Mas ultimamente, o que era difícil se tornara quase impossível. As crianças mexiam em tudo: nas roupas, nos bonecos dos duendes, na neve feita de algodão, queriam ver o que havia dentro das caixas imitando presentes. Puxões na barba agora eram aos montes (todos queriam saber se era de verdade), tudo temperado por um tremendo cinismo: “você não é o Papai Noel. Papai Noel não existe”.

- Existo, sim, você não tá me vendo?

- Não, quem dá os presentes é o meu pai e minha mãe. Você não existe!

E no meio de todo esse frenesi natalino e franqueza infantil, os pais sorriam satisfeitos: como são curiosos e espertos!

Um dia, uma senhora idosa resolveu esperar seu lugar na fila. Ele estranhou. Não levava um neto com ela. Era apenas a senhora, e mais nada.

Quando chegou sua vez, a senhora aproximou-se de Sigismundo, e disse-lhe bem baixinho no ouvido: “piralacaxira-purililixibá!”.

“Piralacaxira-purililixibá! Piralacaxira-purililixibá!” – gritavam os palhaços, batendo palmas, no intervalo do espetáculo. A plateia acompanhava, repetindo alto, animada, sentada nas armações de madeira já gastas, entre assovios e palmas, o grito de guerra do circo. Eis que o senhor Stromboli, dono do circo de mesmo nome - na verdade um paraibano cuja graça era Josenildo - anunciava mais uma atração internacional. Uma misteriosa mulher, uma cigana legítima, lendária nas artes da sedução, da adivinhação e dos mistérios ocultos da Índia e do antigo Egito!

Edith Salazar!

Palmas e mais palmas. Por fim, Sansão abriu a luz do refletor, iluminando na boca de cena uma garota de 15 anos. Cabelos longos, negros e ondulados, a pele dourada dos indianos, os olhos delineados à moda árabe, de vestido vermelho, com saia volumosa e anágua, pés descalços, batendo o pandeiro na palma de suas mãos.
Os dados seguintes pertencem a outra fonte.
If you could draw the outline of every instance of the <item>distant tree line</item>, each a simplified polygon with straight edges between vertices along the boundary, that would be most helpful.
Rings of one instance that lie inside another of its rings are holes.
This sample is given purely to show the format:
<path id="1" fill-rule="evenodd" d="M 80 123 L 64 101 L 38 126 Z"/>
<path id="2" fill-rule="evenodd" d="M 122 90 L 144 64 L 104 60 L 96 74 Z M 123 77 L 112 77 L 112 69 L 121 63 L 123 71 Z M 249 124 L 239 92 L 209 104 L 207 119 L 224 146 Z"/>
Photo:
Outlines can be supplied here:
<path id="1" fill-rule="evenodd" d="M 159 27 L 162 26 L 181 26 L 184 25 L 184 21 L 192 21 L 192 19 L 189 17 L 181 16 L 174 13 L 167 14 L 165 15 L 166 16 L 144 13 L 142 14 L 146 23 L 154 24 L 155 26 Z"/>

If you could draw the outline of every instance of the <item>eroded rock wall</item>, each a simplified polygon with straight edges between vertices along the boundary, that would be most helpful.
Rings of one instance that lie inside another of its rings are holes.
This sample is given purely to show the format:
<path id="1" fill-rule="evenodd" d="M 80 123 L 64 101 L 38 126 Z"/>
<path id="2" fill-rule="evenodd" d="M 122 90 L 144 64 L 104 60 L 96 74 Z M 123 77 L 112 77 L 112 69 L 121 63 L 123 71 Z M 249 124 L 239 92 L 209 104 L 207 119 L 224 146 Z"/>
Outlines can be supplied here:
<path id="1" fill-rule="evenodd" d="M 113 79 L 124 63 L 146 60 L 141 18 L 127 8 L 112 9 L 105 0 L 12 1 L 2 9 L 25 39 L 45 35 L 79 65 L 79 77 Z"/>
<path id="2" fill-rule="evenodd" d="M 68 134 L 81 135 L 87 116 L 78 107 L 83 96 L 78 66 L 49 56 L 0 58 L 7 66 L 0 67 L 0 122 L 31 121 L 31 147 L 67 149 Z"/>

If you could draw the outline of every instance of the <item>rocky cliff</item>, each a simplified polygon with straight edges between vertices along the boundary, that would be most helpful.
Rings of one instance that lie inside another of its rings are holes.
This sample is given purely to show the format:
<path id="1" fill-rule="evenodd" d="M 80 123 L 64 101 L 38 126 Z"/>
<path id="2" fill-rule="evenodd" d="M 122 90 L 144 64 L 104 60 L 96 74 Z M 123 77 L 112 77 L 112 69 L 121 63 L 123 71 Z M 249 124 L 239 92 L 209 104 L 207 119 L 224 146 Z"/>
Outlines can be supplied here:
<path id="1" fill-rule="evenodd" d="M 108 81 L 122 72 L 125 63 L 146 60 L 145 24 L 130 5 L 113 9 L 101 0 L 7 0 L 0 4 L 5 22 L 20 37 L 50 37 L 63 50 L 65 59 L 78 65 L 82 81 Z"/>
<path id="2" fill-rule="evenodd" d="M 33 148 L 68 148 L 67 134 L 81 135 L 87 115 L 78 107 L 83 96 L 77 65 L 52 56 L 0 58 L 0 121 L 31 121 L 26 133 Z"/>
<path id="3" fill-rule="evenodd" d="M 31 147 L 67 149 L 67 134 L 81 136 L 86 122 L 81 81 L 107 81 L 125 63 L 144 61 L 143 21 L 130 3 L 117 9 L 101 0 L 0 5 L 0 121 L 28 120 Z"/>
Requebrava os quadris no ritmo do instrumento, enquanto dava a volta no picadeiro, por fim colocando-se de frente para a plateia, e a cada grito enérgico – Rá! – jogava com uma das mãos a saia para um lado, deixando entrever em seu passo de dança as pernas perfeitas.

Por fim terminou seu número firmando seu pé direito sobre uma cadeira no centro da cena, deixando aparecer um pedaço de sua coxa, junto a seu grito final. Palmas, bis, enquanto a cigana arfava profundamente o peito, o pé nu sobre a cadeira, e o pandeiro seguro no alto por uma das mãos. Sansão observava, inerte e embevecido.

Mas Sansão nunca teve coragem de declarar seu amor. E aquela pequena pernambucana da Zona da Mata casou-se com o dono do circo.

- Silmara? – Sigismundo acordou do transe, olhando para os olhos daquela senhora. Eram os mesmos olhos verdes, ainda brilhantes. A pele morena, gasta pelos anos, enrugara-se. Os fartos cabelos eram agora grisalhos.

Ela nada disse. Apenas segurou uma das mãos de Sigismundo, que pôs delicadamente sobre o rosto dela durante alguns segundos. E sorriu.

Levantou-se, afastando-se sem olhar para trás. O coração de Sigismundo bateu mais forte. Um coração tão grande quanto o do homem mais forte do mundo.